A Comissão Especial de Inquérito (CEI) que apura o convênio de R$ 11,9 milhões da Prefeitura de Rio Preto com a Santa Casa de Casa Branca para realização de 63 mil exames ouviu na tarde desta quarta-feira (27/5) a assessora da Secretaria de Saúde Cícera Nayara Miranda Paiva. Presidida pelo vereador Renato Pupo (Avante), o grupo tem como relator o vereador Abner Tofanelli (PSB) e membro o vereador Bruno Moura (PL), todos presentes na reunião realizada no auditório da Câmara.
Nayara, que é comissionada da secretaria e está licenciada por conta de uma gravidez de risco, foi ouvida de forma remota como testemunha, não como acusada. Ela explicou sua função dentro do Poder Executivo: desde outubro/novembro de 2025 é responsável na elaboração de planos de ação da Saúde de Rio Preto, bem como na aplicação do que ela chamou de um “choque de gestão” na pasta.
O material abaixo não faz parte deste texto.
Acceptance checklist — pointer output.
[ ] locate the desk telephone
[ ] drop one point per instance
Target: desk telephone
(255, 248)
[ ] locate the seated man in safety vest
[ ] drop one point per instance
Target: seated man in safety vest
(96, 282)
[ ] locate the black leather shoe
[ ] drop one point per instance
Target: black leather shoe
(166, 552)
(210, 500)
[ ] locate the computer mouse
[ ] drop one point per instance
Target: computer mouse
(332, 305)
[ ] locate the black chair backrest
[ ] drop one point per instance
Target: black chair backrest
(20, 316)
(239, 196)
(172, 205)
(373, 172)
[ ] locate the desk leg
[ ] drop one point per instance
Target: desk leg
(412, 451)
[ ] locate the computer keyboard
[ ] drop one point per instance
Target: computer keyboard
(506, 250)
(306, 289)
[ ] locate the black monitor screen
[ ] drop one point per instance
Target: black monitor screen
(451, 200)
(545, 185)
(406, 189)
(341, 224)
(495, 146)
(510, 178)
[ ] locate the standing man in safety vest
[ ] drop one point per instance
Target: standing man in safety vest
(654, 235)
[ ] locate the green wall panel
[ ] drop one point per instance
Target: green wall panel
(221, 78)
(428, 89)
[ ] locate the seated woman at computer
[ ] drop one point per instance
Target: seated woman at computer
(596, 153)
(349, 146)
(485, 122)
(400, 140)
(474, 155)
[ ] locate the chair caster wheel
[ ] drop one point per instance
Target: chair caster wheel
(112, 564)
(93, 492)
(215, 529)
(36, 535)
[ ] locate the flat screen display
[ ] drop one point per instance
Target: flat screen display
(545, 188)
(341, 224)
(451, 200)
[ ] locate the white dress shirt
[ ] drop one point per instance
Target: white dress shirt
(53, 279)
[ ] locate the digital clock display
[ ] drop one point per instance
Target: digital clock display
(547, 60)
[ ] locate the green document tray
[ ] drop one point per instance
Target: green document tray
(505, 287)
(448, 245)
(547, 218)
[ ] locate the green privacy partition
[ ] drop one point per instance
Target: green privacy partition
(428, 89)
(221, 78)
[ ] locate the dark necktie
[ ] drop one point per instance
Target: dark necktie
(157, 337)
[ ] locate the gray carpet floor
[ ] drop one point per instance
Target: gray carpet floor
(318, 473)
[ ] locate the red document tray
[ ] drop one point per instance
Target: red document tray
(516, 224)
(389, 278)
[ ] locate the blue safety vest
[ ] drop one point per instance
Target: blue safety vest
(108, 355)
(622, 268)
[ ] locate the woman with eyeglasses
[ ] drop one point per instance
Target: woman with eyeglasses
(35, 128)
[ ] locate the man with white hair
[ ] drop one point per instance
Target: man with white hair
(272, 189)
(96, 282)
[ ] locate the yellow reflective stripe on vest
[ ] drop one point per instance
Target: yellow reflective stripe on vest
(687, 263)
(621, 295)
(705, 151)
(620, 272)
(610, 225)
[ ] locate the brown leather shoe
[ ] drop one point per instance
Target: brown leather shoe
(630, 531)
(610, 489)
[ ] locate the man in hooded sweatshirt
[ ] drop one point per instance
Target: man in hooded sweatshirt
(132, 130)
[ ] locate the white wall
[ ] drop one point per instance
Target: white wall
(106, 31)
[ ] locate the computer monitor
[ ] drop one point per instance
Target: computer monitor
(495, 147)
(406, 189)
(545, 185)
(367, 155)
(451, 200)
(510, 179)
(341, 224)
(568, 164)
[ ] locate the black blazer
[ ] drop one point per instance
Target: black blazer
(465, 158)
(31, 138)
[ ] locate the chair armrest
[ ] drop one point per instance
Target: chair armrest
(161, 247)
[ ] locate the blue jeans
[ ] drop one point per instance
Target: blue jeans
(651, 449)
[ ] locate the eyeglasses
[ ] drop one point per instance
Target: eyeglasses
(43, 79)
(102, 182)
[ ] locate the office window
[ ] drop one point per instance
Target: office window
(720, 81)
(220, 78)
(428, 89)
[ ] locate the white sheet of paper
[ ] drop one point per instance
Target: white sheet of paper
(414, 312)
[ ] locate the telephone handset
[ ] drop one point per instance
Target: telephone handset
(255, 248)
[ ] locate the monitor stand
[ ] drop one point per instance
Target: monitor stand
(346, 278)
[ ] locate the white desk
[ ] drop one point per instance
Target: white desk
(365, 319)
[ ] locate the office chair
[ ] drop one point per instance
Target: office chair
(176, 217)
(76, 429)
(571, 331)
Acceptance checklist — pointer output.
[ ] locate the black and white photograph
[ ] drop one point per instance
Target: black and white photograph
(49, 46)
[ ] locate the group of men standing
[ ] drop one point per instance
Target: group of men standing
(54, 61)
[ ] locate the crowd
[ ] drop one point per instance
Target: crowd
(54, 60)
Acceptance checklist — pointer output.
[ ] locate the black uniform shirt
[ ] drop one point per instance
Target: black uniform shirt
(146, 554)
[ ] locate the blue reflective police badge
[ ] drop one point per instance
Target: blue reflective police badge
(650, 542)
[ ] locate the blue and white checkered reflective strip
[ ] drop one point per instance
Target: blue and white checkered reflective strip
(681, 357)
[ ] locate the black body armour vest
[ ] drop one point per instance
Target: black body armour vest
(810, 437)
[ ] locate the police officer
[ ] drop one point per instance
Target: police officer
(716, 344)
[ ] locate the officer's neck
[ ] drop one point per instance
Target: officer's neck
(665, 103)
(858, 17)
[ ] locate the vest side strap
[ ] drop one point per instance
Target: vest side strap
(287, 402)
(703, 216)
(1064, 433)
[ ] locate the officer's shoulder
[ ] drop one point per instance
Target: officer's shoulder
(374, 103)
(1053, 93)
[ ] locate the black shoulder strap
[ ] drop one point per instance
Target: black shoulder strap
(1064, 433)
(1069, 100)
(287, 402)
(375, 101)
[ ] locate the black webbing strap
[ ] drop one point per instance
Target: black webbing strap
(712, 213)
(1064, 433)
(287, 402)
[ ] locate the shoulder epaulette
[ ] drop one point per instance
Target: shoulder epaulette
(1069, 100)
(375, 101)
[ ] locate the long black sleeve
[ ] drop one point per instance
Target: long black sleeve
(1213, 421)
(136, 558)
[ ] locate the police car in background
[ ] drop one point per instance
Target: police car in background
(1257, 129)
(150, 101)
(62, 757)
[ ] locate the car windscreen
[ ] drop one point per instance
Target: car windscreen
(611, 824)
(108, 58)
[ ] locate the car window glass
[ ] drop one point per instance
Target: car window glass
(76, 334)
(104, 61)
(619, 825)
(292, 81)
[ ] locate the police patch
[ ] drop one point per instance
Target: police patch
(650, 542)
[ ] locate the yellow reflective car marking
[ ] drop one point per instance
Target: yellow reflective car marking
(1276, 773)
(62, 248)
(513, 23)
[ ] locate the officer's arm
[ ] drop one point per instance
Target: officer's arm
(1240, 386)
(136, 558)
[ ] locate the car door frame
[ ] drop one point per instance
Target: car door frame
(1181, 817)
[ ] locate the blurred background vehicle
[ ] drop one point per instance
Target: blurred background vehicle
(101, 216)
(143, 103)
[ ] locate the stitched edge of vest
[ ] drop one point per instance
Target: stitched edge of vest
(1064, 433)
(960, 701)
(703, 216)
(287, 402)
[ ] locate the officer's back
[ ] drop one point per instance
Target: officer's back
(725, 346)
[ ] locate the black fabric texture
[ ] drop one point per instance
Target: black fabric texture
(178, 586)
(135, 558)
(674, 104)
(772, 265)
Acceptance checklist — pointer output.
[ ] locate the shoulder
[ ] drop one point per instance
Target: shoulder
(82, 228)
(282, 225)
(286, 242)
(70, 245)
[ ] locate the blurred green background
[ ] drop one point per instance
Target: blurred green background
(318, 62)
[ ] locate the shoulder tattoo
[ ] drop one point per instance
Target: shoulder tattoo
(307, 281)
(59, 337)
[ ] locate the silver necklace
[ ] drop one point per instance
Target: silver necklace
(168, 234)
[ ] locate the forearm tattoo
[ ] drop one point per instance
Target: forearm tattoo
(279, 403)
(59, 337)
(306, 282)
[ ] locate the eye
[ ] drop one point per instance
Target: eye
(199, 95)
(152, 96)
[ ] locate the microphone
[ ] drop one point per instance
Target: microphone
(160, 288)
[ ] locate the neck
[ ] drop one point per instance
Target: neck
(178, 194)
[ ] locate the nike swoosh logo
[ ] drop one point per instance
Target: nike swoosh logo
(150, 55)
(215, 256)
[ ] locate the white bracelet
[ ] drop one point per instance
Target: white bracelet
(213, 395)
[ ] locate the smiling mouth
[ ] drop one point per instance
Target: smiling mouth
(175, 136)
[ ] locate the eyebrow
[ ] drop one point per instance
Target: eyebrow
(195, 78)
O vereador João Paulo Rillo (PT), suplente da investigação, também fez perguntas. No decorrer do testemunho, Nayara refez a linha do tempo do contrato com a Santa Casa de Casa Branca, cidade que fica no interior do estado de São Paulo, na região de São Carlos: desde a aprovação do convênio pelo Conselho Municipal de Saúde; passando pelo momento chamado por ela de “narrativas confusas e obscuras” de certos veículos de comunicação e munícipes da cidade; chegando ao rompimento do convênio de forma unilateral pela Prefeitura.
Um dos principais objetivos da CEI é recuperar os R$ 4,7 milhões pagos adiantados à Santa Casa de Casa Branca, que já teve o convênio encerrado, mas até o momento teria devolvido apenas R$ 950 mil.
Caso de polícia
A oitiva de Nayara foi a terceira reunião pública da CEI da Casa Branca. No dia 21 de maio, os vereadores receberam no Plenário da Câmara o secretário licenciado de Saúde Rubem Bottas. Invocando o direito constitucional de não se autoincriminar, e amparado pelo habeas corpus, Bottas disse que ficaria em silêncio e que não responderia nenhuma pergunta.
A primeira oitiva foi no dia 15 deste mês, e teve a presença do presidente do Conselho Municipal de Saúde, Fernando Araújo. Na ocasião, Araújo fez uma retrospectiva do caso. Disse que o Conselho aprovou o "mérito" do projeto, que visava acabar com a fila de exames em Rio Preto, mas que o colegiado não participou da elaboração do contrato, não autorizou pagamento adiantado e que foi "induzido ao erro". "É um caso de polícia", disse Araújo, que apontou o secretário e o prefeito como os que considera "responsáveis" pelo convênio.
Nova oitiva cancelada
A oitiva da CEI que estava marcada para a manhã do dia 28 de maio foi cancelada por conta de impossibilidade de comparecimento da servidora que seria ouvida.